Los tres dientes que quedan en la mandíbula del viejo león.
La chica del poni con los pedacitos movedizos.
Los panes de estiércol que caga el elefante.Las manchas pegajosas de cerveza que abrochan los asientos.
La carne de gasa de las golosinas.
La contorsionista china que se revienta la cadera.
El acróbata cornudo que pierde el control.
Esta puesta en escena presenta el retrato de un personaje y su entorno, y el «acróbata cornudo» incluso insinúa las posibilidades narrativas de los pequeños dramas que suceden entre bastidores en comunidades cerradas como los circos. Los demás poemas circenses de la colección dan voz a los diversos personajes que pueblan el mundo esbozado en «Ringmaster». He aquí «La dama barbuda»:
Me afeité, una vez. Por todas partes. Tomé un amante
mucho más joven que yo, y no por su
conversación. Quería la sensación de una lengua
recorriendo una boca, lentamente-pero no
su lengua sobre mis labios, ni la mía sobre los suyos:
Quería todo su cuerpo lamiendo como una lengua
sobre cada nueva superficie mía. El problema era mi barba. Al chico le salió rozadura de alfombra. Para el final de la noche, el chico se veía crudo. Cuando su propio sudor comenzó a tostarlo en sal, huyó a las duchas. No lo he visto desde entonces.Algún tiempo después me casé con un hombre
con una enfermedad de la piel. El suave musgo de mi vientre,
el pelaje de mi cara-todo excita la escamosa
piel del Hombre Caimán. Soy espinoso e hirsuto.

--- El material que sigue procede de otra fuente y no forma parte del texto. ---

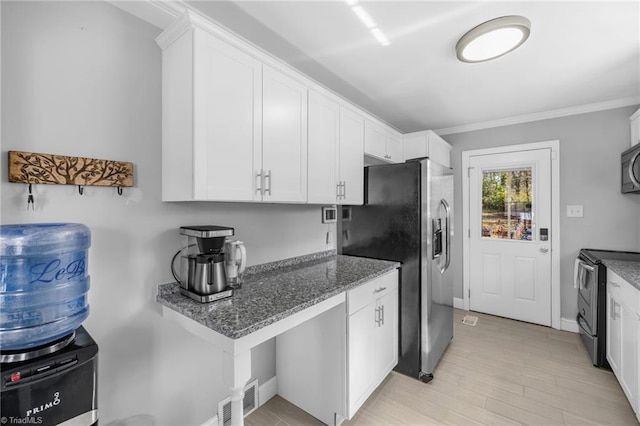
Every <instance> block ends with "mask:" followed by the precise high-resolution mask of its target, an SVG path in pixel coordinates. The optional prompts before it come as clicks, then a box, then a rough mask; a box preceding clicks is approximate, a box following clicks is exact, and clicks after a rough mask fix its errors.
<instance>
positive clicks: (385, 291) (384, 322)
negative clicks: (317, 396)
mask: <svg viewBox="0 0 640 426" xmlns="http://www.w3.org/2000/svg"><path fill="white" fill-rule="evenodd" d="M360 298H363V299H364V301H365V303H366V304H364V306H361V305H362V304H363V301H362V300H361V299H360ZM347 306H348V310H349V312H353V313H350V315H349V316H348V320H347V354H348V365H349V368H348V372H349V375H348V380H347V415H346V418H347V419H350V418H351V417H353V416H354V415H355V414H356V412H357V411H358V409H359V408H360V407H361V406H362V404H364V402H365V401H366V400H367V398H368V397H369V395H371V393H372V392H373V391H374V390H375V388H377V387H378V385H380V383H381V382H382V380H384V378H385V377H386V376H387V374H389V372H390V371H391V370H393V367H395V365H396V364H397V363H398V312H397V311H398V284H397V278H396V279H395V283H394V282H393V280H391V279H386V280H376V281H375V282H371V283H368V284H365V286H363V287H360V288H358V289H357V290H354V291H351V292H349V294H347ZM351 306H354V307H355V308H359V310H357V311H352V309H351Z"/></svg>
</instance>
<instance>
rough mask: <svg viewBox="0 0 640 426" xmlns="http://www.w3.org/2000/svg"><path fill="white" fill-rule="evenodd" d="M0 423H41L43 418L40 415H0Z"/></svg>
mask: <svg viewBox="0 0 640 426" xmlns="http://www.w3.org/2000/svg"><path fill="white" fill-rule="evenodd" d="M0 423H2V424H3V425H41V424H42V423H44V419H43V418H42V417H41V416H25V417H13V416H9V417H1V418H0Z"/></svg>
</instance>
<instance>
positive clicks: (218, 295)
mask: <svg viewBox="0 0 640 426" xmlns="http://www.w3.org/2000/svg"><path fill="white" fill-rule="evenodd" d="M180 234H181V235H183V236H184V238H183V243H182V249H181V250H180V252H179V254H180V277H179V279H178V277H176V279H178V281H179V283H180V292H181V293H182V294H183V295H185V296H188V297H190V298H192V299H194V300H197V301H199V302H203V303H205V302H213V301H215V300H220V299H223V298H226V297H229V296H231V295H232V294H233V290H232V289H230V288H227V277H226V272H225V253H224V246H225V241H226V239H227V237H231V236H233V235H234V229H233V228H229V227H225V226H215V225H204V226H181V227H180Z"/></svg>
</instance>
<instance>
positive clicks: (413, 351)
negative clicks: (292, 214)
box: [338, 158, 453, 382]
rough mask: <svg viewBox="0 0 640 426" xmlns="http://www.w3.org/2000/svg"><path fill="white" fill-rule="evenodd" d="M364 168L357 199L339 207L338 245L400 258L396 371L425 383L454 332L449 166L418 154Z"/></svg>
mask: <svg viewBox="0 0 640 426" xmlns="http://www.w3.org/2000/svg"><path fill="white" fill-rule="evenodd" d="M364 173H365V200H364V205H362V206H343V207H342V211H341V218H340V221H339V223H338V236H339V241H338V252H339V253H341V254H345V255H351V256H362V257H370V258H375V259H384V260H393V261H397V262H400V263H401V265H402V266H401V268H400V285H399V297H398V300H399V315H400V318H399V327H400V330H399V339H398V340H399V347H398V365H397V366H396V368H395V370H396V371H398V372H400V373H403V374H406V375H409V376H412V377H415V378H418V379H420V380H422V381H424V382H429V381H430V380H431V379H432V378H433V372H434V369H435V367H436V364H437V363H438V360H439V359H440V357H441V356H442V354H443V353H444V351H445V350H446V348H447V346H448V344H449V342H450V341H451V339H452V338H453V280H452V273H451V268H450V266H451V236H452V234H453V228H452V226H453V216H452V210H451V207H452V205H453V170H452V169H451V168H449V167H445V166H443V165H441V164H438V163H436V162H434V161H432V160H430V159H428V158H423V159H416V160H409V161H407V162H406V163H401V164H385V165H376V166H368V167H365V172H364Z"/></svg>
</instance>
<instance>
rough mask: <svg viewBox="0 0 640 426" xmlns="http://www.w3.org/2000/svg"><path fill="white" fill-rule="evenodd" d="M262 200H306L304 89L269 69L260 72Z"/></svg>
mask: <svg viewBox="0 0 640 426" xmlns="http://www.w3.org/2000/svg"><path fill="white" fill-rule="evenodd" d="M262 78H263V80H262V169H263V171H264V173H265V176H264V185H265V190H264V196H263V201H267V202H285V203H295V202H306V201H307V88H306V86H304V85H303V84H302V83H300V82H298V81H296V80H294V79H292V78H291V77H288V76H286V75H284V74H282V73H280V72H278V71H276V70H274V69H272V68H269V67H267V66H266V65H264V66H263V72H262Z"/></svg>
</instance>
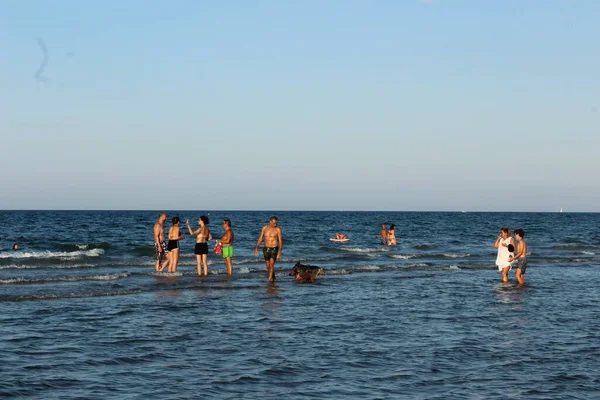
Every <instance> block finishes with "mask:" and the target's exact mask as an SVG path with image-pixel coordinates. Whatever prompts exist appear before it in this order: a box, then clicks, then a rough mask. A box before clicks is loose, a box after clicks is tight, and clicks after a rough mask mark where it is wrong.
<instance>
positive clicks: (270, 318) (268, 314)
mask: <svg viewBox="0 0 600 400" xmlns="http://www.w3.org/2000/svg"><path fill="white" fill-rule="evenodd" d="M264 293H265V295H264V296H261V297H262V298H263V300H264V301H263V302H262V303H261V305H260V307H261V309H262V311H263V312H262V313H263V315H264V316H265V317H266V318H268V319H269V320H277V319H279V315H278V310H279V308H280V307H281V301H282V299H281V296H280V294H281V289H280V288H279V286H277V284H275V283H274V282H269V283H268V284H267V285H265V292H264Z"/></svg>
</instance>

Es duro como la piel de los zapatos.
Harris ha jugado con esta técnica de ventriloquia unas cuantas veces antes, sobre todo en «Matar a la bestia», que está escrito en la voz de Rafael mientras habla de cómo pintó San Jorge y el dragón. Este y otros poemas similares muestran que Harris ha encontrado otra forma de salir de la trampa de escribir sobre su vida, esta vez utilizando la voz en primera persona para contar la historia de un personaje claramente externo a él. Otro poema, «Mephisto, el alfiletero humano», está narrado en la voz de un artista de circo que, como el Pardoner de Chaucer, es tan voluble que no puede resistirse a presumir de cómo se hace su truco. A medida que avanza el libro, los poemas se hacen eco los unos de los otros, y aunque no crean una narrativa en el sentido más estricto, dan la impresión de una realidad externa poblada de personajes reales -algo muy fuera de los límites de la propia experiencia del poeta.
El narcisismo es un recurso infinitamente renovable, y la gente no deja de escribir poemas sobre sus propias experiencias y emociones. De hecho, sólo en los últimos años, plataformas como Instagram han permitido un aumento significativo del número de personas que leen y escriben poesía. Esto crea un mundo poético amplio pero superficial, con cada vez más gente haciendo lo mismo: hablar de sí mismos. La ampliación de la cámara de eco es estupenda, pero sigue siendo una cámara de eco.
La transformación de Circus, con su escritura de personajes y su formalismo, muestra que Harris sigue siendo inquieto, y que sigue produciendo obras que amplían la interrogación que ha hecho durante toda su carrera sobre las posibilidades de la forma poética. El mérito de Harris es que se haya comprometido con este esfuerzo. The Gamekeeper nos hace testigos de lo difícil que puede ser la lucha y de cómo el dominio de la lírica personal -haciendo que una determinada forma de escribir sea casi instintiva o automática- disminuye las posibilidades de la poesía al borrar, por su propio dominio, otras opciones. El propio Harris ha dicho que «es el ojo que se vuelve hacia dentro el que produce el verso más significativo», lo cual es un manifiesto a favor de la lírica personal, si es que alguna vez lo hubo. Afortunadamente, The Gamekeeper nos muestra que la obra de Harris es más compleja e interesante que sus declaraciones al respecto.